Where in the brain might agmatine induce the features of a near-death experience? A key feature of many near-death experiences is the out of body experience. Penfield (1941) found that electrical stimulation of the right superior temporal gyrus in a patient with epilepsy could induce an out of body experience. Blanke et al. (2002) demonstrated that electrical stimulation of the right angular gyrus in a patient with epilepsy could induce an out of body experience as well. Both sets of stimulation sites lied in the right temporo-parietal region posterior to the post-central gyrus (Tong, 2003). In five patients that experienced out of body experiences of neurological origin, brain damage or brain dysfunction was localized to the temporo-parietal junction (Blanke et al., 2004). In patients with epilepsy, a small area in this region has been shown to have an integrative function for inputs from the somatosensory, auditory, and visual modalities (Matsuhashi et al., 2004). Blanke et al. (2004) suggested that ambiguous input from proprioceptive, tactile, visual, and vestibular sensory systems to the temporo-parietal junction could be involved in the precipitation of out of body experiences. Considering the fact that electrical stimulation to the right temporo-parietal junction can result in out of body experiences but not near-death experiences, a localized influence of agmatine on near-death experiences seems unlikely.

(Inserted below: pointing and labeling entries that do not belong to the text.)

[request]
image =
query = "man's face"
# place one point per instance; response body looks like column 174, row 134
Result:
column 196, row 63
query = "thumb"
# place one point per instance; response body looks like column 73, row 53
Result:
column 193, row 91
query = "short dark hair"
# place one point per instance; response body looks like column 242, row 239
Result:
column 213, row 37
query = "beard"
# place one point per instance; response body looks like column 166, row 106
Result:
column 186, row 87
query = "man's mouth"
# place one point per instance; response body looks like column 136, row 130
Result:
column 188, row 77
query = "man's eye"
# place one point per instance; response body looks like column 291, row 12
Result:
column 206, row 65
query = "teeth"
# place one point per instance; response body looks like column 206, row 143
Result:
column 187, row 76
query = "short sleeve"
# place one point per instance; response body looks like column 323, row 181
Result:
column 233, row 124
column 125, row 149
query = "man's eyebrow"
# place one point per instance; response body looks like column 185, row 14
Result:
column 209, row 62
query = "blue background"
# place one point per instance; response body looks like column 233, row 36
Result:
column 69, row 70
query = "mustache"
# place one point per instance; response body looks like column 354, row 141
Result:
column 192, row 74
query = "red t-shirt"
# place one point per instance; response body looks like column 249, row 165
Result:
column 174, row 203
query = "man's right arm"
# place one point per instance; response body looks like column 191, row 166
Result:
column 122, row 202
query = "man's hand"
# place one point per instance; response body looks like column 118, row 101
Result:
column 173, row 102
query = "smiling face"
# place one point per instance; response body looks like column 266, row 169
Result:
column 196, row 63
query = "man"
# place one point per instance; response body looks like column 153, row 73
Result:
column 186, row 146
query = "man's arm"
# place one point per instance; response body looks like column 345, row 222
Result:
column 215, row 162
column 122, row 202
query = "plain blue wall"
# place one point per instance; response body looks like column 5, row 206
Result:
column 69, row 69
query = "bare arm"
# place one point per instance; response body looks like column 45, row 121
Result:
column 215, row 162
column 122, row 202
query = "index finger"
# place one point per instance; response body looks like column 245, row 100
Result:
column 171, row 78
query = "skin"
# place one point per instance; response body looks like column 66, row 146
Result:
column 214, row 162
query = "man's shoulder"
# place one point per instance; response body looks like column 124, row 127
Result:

The NMDA receptor plays a critical role in a phenomenon known as auditory mismatch negativity; selective current flow through open, unblocked NMDA channels is likely to mediate mismatch negativity (Javitt et al., 1996). Ketamine, an NMDA receptor antagonist, has been shown to induce auditory mismatch negativity deficits in healthy volunteers (Umbricht et al., 2000; Kreitschmann-Andermahr et al., 2001). Visual mismatch negativity is a similar phenomenon that detects stimulus change in the visual modality; when standard visual stimuli are repeated, infrequently presented deviant stimuli produce an event related potential known as mismatch negativity (Stagg et al., 2004). Astikainen et al. (2001) found that mismatch negativity is likely to detect changes in somatosensory input as well. Although mismatch negativity has not been demonstrated for other sensory systems, it may play a similar role in detecting changes in vestibular and tactile input. Thus, the ambiguity of sensory input to the right temporo-parietal junction during out of body experiences as proposed by Blanke et al. (2004) may be a result of agmatine- induced NMDA antagonism in individuals undergoing near death experiences.

In conclusion, a variety of evidence seems to suggest that excess extracellular agmatine may induce near-death experiences in susceptible individuals. Because agmatine is an NMDA antagonist released in substantial quantities in hypoxic-ischemic conditions, it satisfies the two key criteria that must be satisfied by any potential endogenous mediator of near-death experiences. Future research should help to further clarify the role of agmatine in near-death situations.